Yol denetimi sona eriyor
“Eylemsizlik ruhuna uygun olarak hareket etmek ve çatışmaya hiçbir biçimde meydan vermemek için herkes bulunduğu yerde kalmalı ve yeni mevziler kazanmaya dönük herhangi bir hareket yapmamalıdır. Yani devlet güçleri kendi yerlerinde kalmalı, gerilla da üs alanı olarak bulunduğu yerde kalmalı.
Ama şimdi Hakkari’den Dersim’e kadar bir çok alanda gerillanın yol denetimleri var. Bir kısım yollar sürekli bir biçimde denetim altında tutulmakta, kontrol yapılmakta; bir kısım yollar da çeşitli zamanlarda aralıklı olarak denetim altına alınmaktadır. Bu eylemsizlik süreci nedeniyle yol denetimleri sona erdirilmiştir. Yol denetimi pozisyonunda olan güçlerimiz yol hattından üs alanlarına çekilebilirler.”
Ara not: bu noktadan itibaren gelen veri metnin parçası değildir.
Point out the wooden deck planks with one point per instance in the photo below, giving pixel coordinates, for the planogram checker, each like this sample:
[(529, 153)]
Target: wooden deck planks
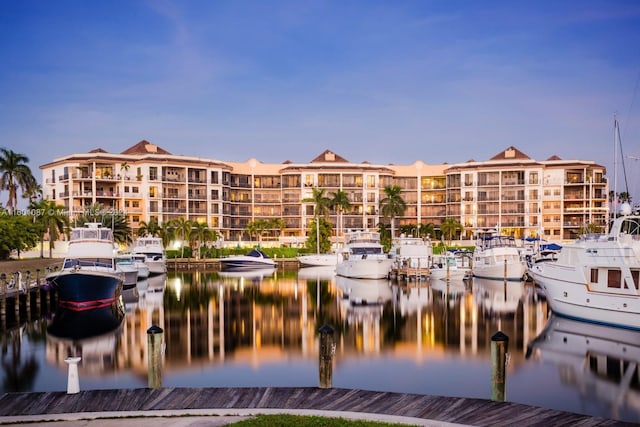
[(477, 412)]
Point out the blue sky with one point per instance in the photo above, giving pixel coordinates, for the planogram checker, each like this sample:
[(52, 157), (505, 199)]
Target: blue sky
[(381, 81)]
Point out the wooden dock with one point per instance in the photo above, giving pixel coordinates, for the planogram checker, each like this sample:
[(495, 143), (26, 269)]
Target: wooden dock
[(409, 274), (476, 412), (213, 264)]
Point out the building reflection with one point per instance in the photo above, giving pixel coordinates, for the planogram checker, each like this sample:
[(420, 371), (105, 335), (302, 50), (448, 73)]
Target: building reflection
[(265, 316)]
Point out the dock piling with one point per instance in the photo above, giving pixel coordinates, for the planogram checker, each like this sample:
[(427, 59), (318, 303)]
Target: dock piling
[(326, 353)]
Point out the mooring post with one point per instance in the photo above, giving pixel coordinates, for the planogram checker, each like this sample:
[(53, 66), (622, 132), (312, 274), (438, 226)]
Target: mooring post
[(155, 350), (499, 361), (73, 382), (327, 350)]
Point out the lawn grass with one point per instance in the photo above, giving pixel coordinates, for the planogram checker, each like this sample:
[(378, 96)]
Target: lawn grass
[(285, 420)]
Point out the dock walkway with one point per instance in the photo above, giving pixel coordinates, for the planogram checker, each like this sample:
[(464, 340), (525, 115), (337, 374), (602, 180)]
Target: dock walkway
[(335, 402)]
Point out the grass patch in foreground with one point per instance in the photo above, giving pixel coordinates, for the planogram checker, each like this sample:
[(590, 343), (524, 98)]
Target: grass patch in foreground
[(284, 420)]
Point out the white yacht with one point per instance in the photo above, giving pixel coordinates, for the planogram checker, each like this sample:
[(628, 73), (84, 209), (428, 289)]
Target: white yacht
[(597, 278), (363, 257), (411, 252), (451, 266), (497, 257), (153, 250)]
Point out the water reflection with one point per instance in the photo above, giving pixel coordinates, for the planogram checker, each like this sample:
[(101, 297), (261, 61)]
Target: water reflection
[(90, 334), (262, 329), (600, 362)]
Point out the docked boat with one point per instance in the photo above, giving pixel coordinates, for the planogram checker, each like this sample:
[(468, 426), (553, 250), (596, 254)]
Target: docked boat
[(363, 257), (452, 266), (318, 260), (141, 265), (154, 254), (411, 254), (601, 363), (249, 274), (596, 278), (497, 257), (125, 264), (255, 259), (89, 277)]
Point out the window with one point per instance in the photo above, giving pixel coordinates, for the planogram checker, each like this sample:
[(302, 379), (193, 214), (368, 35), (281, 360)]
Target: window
[(614, 279)]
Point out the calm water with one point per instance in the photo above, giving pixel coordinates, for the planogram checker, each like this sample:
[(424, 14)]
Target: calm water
[(429, 338)]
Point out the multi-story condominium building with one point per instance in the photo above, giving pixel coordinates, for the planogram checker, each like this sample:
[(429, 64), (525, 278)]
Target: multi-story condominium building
[(553, 199)]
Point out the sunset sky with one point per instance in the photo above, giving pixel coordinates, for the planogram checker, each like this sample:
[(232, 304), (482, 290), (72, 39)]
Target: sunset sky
[(378, 81)]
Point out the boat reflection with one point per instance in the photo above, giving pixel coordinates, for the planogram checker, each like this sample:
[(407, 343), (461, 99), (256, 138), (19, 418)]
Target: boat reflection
[(318, 273), (90, 334), (364, 292), (361, 304), (600, 362), (413, 299), (241, 275), (498, 296)]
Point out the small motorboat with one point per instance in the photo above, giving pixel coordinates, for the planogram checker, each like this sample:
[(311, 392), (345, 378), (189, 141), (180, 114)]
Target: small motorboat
[(254, 259)]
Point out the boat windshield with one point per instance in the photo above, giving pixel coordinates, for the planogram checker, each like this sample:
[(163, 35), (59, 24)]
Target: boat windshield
[(366, 251), (88, 262)]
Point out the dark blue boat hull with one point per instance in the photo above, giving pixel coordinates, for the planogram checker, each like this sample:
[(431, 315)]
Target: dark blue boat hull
[(83, 290)]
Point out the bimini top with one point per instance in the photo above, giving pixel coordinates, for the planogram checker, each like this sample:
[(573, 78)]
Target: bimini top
[(256, 253)]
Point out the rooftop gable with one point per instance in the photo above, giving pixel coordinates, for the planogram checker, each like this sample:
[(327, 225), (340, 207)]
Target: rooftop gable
[(511, 153), (145, 147), (329, 156)]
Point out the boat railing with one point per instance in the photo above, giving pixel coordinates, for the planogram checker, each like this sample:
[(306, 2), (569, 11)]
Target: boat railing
[(92, 262)]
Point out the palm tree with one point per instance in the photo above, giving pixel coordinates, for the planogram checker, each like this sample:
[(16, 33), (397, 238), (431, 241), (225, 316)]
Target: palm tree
[(183, 229), (277, 225), (124, 168), (340, 202), (450, 227), (426, 230), (385, 236), (15, 175), (110, 218), (53, 221), (321, 202), (150, 228), (166, 231), (201, 233), (320, 209), (393, 205)]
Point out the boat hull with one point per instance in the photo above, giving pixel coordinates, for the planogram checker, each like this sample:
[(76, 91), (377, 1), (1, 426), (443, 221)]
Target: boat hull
[(511, 271), (318, 260), (81, 325), (254, 260), (86, 289), (573, 299)]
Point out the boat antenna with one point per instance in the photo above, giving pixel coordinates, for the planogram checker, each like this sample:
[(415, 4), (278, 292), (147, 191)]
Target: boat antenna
[(624, 171)]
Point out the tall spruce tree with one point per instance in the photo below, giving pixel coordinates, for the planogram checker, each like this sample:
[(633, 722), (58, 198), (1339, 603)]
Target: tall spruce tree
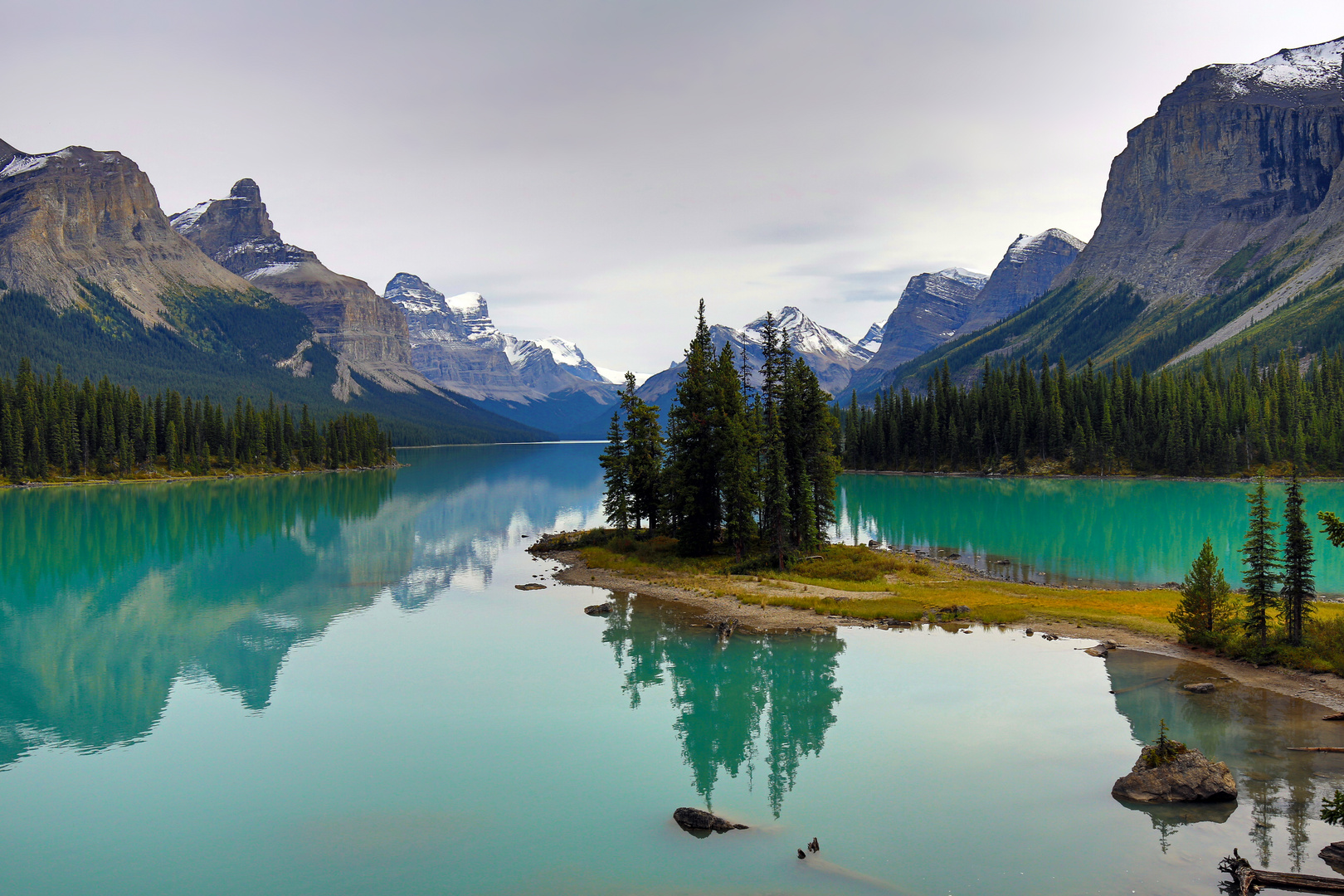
[(644, 455), (776, 518), (616, 476), (695, 426), (738, 446), (1261, 563), (1298, 585), (1205, 605)]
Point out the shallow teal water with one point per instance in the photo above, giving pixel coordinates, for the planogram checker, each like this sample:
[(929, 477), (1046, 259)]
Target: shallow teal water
[(1074, 531), (329, 685)]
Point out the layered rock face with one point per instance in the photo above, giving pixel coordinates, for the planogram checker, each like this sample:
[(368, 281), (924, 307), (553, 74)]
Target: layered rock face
[(80, 214), (930, 310), (1025, 275), (368, 334), (1237, 156), (455, 344)]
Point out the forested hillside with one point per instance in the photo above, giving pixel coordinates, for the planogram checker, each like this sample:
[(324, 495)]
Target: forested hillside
[(1220, 416), (50, 427), (222, 344)]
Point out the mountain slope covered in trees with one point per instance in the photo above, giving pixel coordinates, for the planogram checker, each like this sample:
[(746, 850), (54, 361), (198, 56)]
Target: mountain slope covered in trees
[(1222, 226)]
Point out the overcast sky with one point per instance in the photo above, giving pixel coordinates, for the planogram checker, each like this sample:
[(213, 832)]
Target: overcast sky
[(594, 167)]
Şehirlerde eylemsizlik esas alınmalı
Yine bilindiği gibi bazı şehirlerde bazı mahalleler öz yönetimlerini ilan etmiş, buralar daha çok halkın ve gençliğin denetimi altındadır. Artık bu Kürdistan’ın bir gerçekliği haline gelmiştir. Geçen yıl 6-8 Ekim tarihlerinden Ocak ayına kadar da bir çok şehirde ve bir çok mahallede gençliğin denetimi olmuştu. Şimdi bu süreç siyasi bir formasyon kazandı ve bir çok alanda artık halkın bir sistemi oluşmuş bulunuyor. Dolayısıyla herhangi bir çatışmaya mahal vermemek için en azından bu aşamada polis kuvvetleri bu mahallelere baskın yapmayı düşünmemelidir. Eğer böyle bir yönelime girerse çatışmalar yaşanır. Buralarda bulunan halkın ve gençliğin polis zulmünden kendini korumak amacıyla kendi mevzilerini koruma ve savunma hakkı vardır. Kısacası eylemsizliğin her iki tarafça uygulanması halinde herkes bulunduğu yerde durmalıdır.”